Management of Patient Refusing Hospital Admission for Bowel Obstruction
The best action is to ensure the patient fully understands the serious risks of leaving (including bowel perforation, sepsis, and death), confirm their decision-making capacity, and then allow them to sign discharge papers with appropriate documentation and follow-up arrangements (Option C).
Assess Decision-Making Capacity First
- Before accepting any refusal, you must formally assess whether the patient has decision-making capacity by evaluating if they understand their diagnosis, the proposed treatment, the risks of refusing treatment, and can communicate a consistent choice 1.
- Patients with bowel obstruction may have altered mental status from dehydration, electrolyte imbalances, or sepsis—these conditions can impair capacity and must be ruled out 2.
- Forcing a patient to stay (Option A) is only appropriate if they lack capacity or are an imminent danger to themselves, not simply because they are making a medically unwise decision 3.
Conduct a Thorough Risk Discussion
If the patient has capacity, engage in detailed informed consent discussion about specific risks:
- Explain the immediate life-threatening risks: bowel perforation, strangulation leading to bowel necrosis, sepsis, shock, and death 2.
- Document specific risks of bowel obstruction: severe dehydration, electrolyte imbalances requiring ICU care, potential need for emergency surgery with worse outcomes if delayed, and significantly increased morbidity and mortality 4, 2.
- Use clear, non-medical language and confirm understanding by having the patient explain back what they understand about their condition and the consequences of leaving 1, 5.
Documentation Requirements
Comprehensive documentation is essential to protect both patient safety and reduce liability:
- Document the risk/benefit discussion in detail, including specific risks explained and the patient's understanding of these risks 5.
- Document informed consent that the patient understands they are leaving against medical advice and the potential consequences 5.
- Notify and document notification of the attending physician about the patient's decision to leave 5.

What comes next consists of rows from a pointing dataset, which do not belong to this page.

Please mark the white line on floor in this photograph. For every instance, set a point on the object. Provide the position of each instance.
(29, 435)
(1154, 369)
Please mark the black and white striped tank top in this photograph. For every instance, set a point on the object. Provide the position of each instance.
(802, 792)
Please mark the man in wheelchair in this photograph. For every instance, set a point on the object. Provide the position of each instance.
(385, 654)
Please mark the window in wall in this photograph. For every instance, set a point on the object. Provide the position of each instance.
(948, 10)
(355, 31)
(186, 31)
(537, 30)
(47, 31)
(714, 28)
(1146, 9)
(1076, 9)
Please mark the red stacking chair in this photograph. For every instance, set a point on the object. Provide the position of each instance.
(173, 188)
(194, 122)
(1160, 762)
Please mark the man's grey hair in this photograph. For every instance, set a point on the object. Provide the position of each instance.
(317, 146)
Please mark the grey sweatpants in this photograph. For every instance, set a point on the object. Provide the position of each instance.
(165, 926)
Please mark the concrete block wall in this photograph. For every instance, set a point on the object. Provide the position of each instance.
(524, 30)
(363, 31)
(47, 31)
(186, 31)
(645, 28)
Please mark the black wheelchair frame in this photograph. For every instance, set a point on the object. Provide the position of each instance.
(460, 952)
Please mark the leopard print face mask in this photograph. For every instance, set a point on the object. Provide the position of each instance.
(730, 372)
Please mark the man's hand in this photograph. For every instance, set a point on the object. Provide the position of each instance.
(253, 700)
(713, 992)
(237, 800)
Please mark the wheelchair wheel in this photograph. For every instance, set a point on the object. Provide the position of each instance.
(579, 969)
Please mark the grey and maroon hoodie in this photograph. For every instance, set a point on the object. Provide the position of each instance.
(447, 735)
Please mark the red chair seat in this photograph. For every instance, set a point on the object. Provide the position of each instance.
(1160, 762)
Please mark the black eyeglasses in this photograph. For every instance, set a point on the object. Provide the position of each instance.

- Have the patient sign discharge papers (not just a generic DAMA form), which should include acknowledgment of risks discussed 6, 1.
Critical Pitfall: Never Abandon the Patient
Simply having a patient "sign a DAMA form" (Option B) without proper counseling and discharge planning is inadequate and potentially negligent:
- Provide discharge instructions specific to bowel obstruction warning signs: severe abdominal pain, persistent vomiting, fever, inability to pass gas or stool, or abdominal distension 4, 2.
- Schedule follow-up within 24-48 hours with gastroenterology or surgery, as only 33% of AMA discharges receive scheduled follow-up appointments despite this being a critical safety measure 5.
- Provide prescriptions or medications as appropriate, including antiemetics and instructions to avoid opioids which can worsen obstruction 2, 7.
- Emphasize the patient can return at any time for continued care without judgment 6.
Special Considerations for Bowel Obstruction
- Partial versus complete obstruction matters: If imaging suggests partial obstruction without signs of strangulation, the patient may be managed conservatively outpatient with very close follow-up, though this is suboptimal 4, 2.
- Red flags requiring immediate return: continuous vomiting, severe pain, no flatus/stool >24 hours, fever, or signs of peritonitis must trigger immediate return to emergency department 4, 2.
- Consider underlying cause: If malignancy is suspected, ensure oncology consultation is arranged as goals of care discussions may be needed 2, 7.
Why Forcing Admission is Inappropriate
Involuntary psychiatric hold (Option A) requires specific criteria that are not met by medical decision-making alone:
- Patients have the legal right to refuse treatment even when that refusal may result in serious harm or death, provided they have decision-making capacity 3.
- The threshold for involuntary hold is active psychosis, suicidal ideation, or grave disability—not simply making a decision the medical team disagrees with 1, 3.
The key distinction is capacity, not the wisdom of the decision itself 3.